THE Reserve Bank of Zimbabwe (RBZ) was engaging banks to reduce interest rates on loans to stimulate production across various sectors of the economy, Vice-President Constantino Chiwenga has said.
Speaking at the official opening of the Zimbabwe International Trade Fair (ZITF) business conference in Bulawayo yesterday, Chiwenga said interest rates should be reduced to encourage production in the manufacturing sector.
“Government is prioritising the resuscitation of closed, ailing and the opening of new industries in Bulawayo and across the country,” he said.
“As you may be aware, most companies are now shells with old and antiquated equipment, resulting in inefficient production.”
Chiwenga said it was important to recapitalise industries through collaborative efforts between the government and the private sector.
“The government has taken a number of steps to assist the local manufacturing industry by facilitating a number of facility frameworks such as Afreximbank,” he said.

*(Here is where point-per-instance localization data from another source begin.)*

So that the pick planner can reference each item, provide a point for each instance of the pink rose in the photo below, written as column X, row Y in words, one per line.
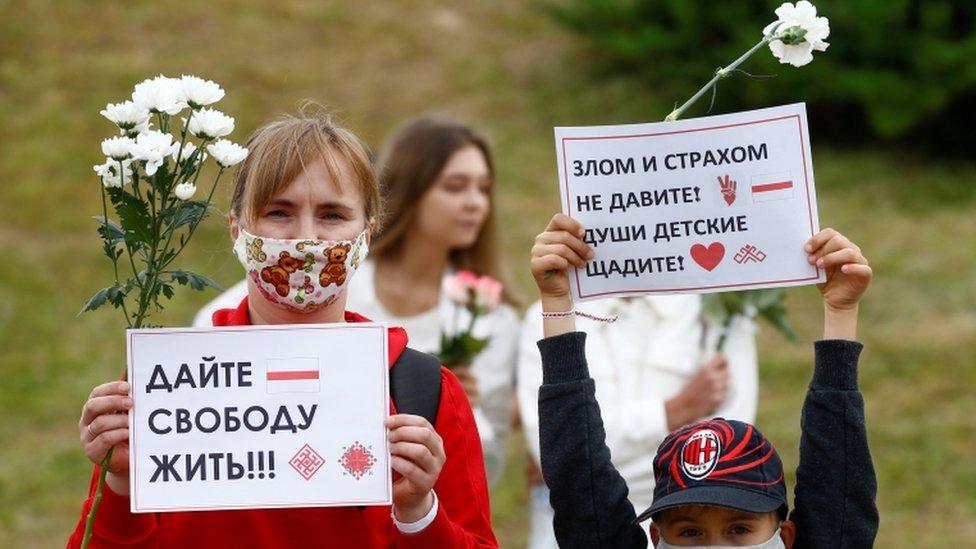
column 488, row 293
column 457, row 288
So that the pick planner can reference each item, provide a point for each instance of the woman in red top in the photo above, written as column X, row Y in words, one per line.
column 307, row 178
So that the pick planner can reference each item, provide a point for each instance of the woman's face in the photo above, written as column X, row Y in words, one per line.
column 455, row 208
column 312, row 207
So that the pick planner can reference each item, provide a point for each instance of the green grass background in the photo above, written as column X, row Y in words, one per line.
column 505, row 67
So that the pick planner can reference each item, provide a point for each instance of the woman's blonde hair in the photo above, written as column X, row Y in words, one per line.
column 410, row 161
column 279, row 151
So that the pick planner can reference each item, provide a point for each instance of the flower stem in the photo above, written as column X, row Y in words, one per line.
column 97, row 500
column 722, row 73
column 115, row 260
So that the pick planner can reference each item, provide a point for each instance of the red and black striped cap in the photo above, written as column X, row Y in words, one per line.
column 719, row 462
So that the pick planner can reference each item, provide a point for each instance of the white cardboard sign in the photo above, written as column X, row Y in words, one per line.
column 258, row 417
column 712, row 204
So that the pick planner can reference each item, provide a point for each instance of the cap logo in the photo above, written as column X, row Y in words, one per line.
column 700, row 454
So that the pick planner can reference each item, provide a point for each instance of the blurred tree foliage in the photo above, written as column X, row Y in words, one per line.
column 896, row 69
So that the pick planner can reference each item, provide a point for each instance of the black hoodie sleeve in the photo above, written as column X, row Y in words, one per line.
column 587, row 493
column 835, row 482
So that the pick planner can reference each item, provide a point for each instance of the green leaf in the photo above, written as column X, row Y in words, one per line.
column 109, row 230
column 191, row 212
column 134, row 217
column 99, row 299
column 196, row 281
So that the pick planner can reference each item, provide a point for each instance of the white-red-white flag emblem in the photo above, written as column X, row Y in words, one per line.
column 293, row 375
column 772, row 186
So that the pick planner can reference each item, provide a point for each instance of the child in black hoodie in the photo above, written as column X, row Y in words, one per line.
column 719, row 483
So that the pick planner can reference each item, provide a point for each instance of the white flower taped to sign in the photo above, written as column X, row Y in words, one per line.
column 199, row 92
column 127, row 115
column 226, row 153
column 153, row 147
column 109, row 172
column 801, row 33
column 160, row 95
column 117, row 148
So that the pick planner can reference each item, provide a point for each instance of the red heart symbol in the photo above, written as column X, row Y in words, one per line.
column 709, row 257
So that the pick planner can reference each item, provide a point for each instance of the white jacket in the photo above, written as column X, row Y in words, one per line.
column 639, row 362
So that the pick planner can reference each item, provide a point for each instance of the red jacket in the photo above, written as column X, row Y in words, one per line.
column 463, row 518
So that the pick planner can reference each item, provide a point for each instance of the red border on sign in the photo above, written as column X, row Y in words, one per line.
column 806, row 179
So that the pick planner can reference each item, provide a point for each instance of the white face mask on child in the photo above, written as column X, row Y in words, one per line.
column 300, row 275
column 775, row 542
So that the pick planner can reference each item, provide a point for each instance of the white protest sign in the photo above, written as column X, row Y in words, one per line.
column 712, row 204
column 258, row 417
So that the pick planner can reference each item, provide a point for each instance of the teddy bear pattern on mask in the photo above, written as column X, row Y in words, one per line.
column 334, row 271
column 278, row 274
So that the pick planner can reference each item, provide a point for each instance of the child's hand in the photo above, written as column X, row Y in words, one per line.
column 417, row 454
column 848, row 273
column 555, row 249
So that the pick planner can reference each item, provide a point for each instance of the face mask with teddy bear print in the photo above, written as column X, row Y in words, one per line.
column 300, row 275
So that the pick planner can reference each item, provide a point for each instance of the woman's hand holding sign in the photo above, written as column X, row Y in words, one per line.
column 417, row 454
column 104, row 423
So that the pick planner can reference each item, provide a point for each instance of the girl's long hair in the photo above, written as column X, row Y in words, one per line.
column 409, row 163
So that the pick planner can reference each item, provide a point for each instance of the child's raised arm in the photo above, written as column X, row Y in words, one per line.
column 836, row 487
column 848, row 277
column 555, row 249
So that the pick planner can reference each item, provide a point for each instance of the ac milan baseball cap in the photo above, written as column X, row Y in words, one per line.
column 725, row 463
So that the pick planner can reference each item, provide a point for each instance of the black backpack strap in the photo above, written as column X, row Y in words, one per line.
column 415, row 384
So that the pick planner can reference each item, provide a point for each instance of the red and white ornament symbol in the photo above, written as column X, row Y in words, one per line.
column 357, row 460
column 700, row 454
column 307, row 462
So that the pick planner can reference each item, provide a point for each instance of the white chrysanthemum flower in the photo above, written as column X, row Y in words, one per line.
column 199, row 92
column 109, row 172
column 210, row 124
column 226, row 153
column 188, row 149
column 153, row 147
column 800, row 33
column 127, row 115
column 160, row 94
column 117, row 148
column 185, row 191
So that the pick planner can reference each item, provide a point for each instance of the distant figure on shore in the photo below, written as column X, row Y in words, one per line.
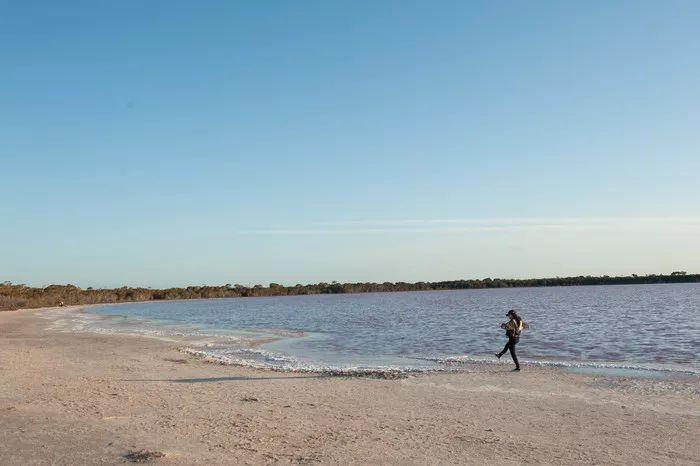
column 513, row 328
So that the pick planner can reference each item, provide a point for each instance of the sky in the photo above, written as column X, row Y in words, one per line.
column 170, row 143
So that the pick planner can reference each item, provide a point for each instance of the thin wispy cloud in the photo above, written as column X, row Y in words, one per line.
column 474, row 225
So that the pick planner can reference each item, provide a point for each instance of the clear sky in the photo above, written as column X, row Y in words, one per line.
column 163, row 143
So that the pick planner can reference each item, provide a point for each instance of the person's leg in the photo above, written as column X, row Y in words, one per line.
column 505, row 348
column 511, row 344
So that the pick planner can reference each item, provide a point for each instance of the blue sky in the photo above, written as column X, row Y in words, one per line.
column 171, row 143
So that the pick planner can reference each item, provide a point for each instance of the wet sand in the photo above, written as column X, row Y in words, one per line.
column 81, row 398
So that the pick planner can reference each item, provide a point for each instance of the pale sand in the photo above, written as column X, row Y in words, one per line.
column 85, row 398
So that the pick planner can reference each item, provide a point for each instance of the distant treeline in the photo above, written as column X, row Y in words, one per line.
column 14, row 296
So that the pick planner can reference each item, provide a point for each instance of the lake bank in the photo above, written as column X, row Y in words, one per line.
column 112, row 394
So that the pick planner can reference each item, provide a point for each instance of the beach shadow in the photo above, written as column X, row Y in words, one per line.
column 226, row 379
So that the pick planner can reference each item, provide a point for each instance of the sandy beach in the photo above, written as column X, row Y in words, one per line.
column 81, row 398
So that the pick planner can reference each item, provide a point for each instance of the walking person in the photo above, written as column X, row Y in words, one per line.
column 513, row 328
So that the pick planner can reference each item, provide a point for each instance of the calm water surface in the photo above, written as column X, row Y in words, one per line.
column 634, row 326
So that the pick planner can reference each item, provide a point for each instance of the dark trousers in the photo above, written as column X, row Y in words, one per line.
column 511, row 346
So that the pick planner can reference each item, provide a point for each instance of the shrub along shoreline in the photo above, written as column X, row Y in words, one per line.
column 14, row 296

“The Reserve Bank of Zimbabwe has also engaged the Bankers’ Association of Zimbabwe to reduce interest rates on loans for productive purposes.”
Interest rates are capped at 12% per annum and are considered high compared to other countries in the region.
Just last month, South Africa’s central bank cut interest rates to a two-year low of 6,5%.
Interest rates have been cited as one of the impediments deterring firms from borrowing to finance working capital requirements.
“The success of the reindustrialisation agenda requires that our industries are competitive both in the regional and international markets,” Chiwenga said.
“The essence is to invest in inefficiency manufacturing processes that will give us a competitive edge on the global markets in terms of product pricing.
“Once we become competitive, the growth possibilities of our manufacturing sector can be achieved.”
In his January 2017 monetary policy statement, central bank governor John Mangudya capped lending rates to 12% per annum and 3% for bank charges that include application fees, facility fees and administration fee, which went into effect on April 1.
Mangudya said this was to make lending cheaper for producers in order to capitalise with the goal of exporting products.
In the Confederation of Zimbabwe Industries manufacturing survey, 70% of the respondents said financial products for the manufacturing sector should have low interest rates and reasonable terms to match.
The industries that experienced the most difficulty in accessing finance from banks in the survey were producers of chemicals and petroleum products, wood and furniture, metal and metal products, clothing and footwear, and non-metallic mineral products, among others.
Players have also called for an introduction of grace periods for recapitalisation loans and extensions on payment periods beyond five years with a view that each sub sector should have tailored made lending options.
Chiwenga also urged local industry to take advantage of free trade agreements that the government would have signed.
“Therefore, I call upon business to take advantage of these initiatives and venture into untapped opportunities that are being created by these mega trade agreements,” he said.
“Government is also currently seized with harmonising investment laws and regulations to attract foreign investment.
“We are capacitating the one-stop stop investment centre in order to reduce the bureaucracy and red tape.
“Government is also intensifying implementation of ease of doing business reforms another important variable form to our re-industrialisation.”
The government is in the process of ratifying the Africa Continental Free Trade Agreement.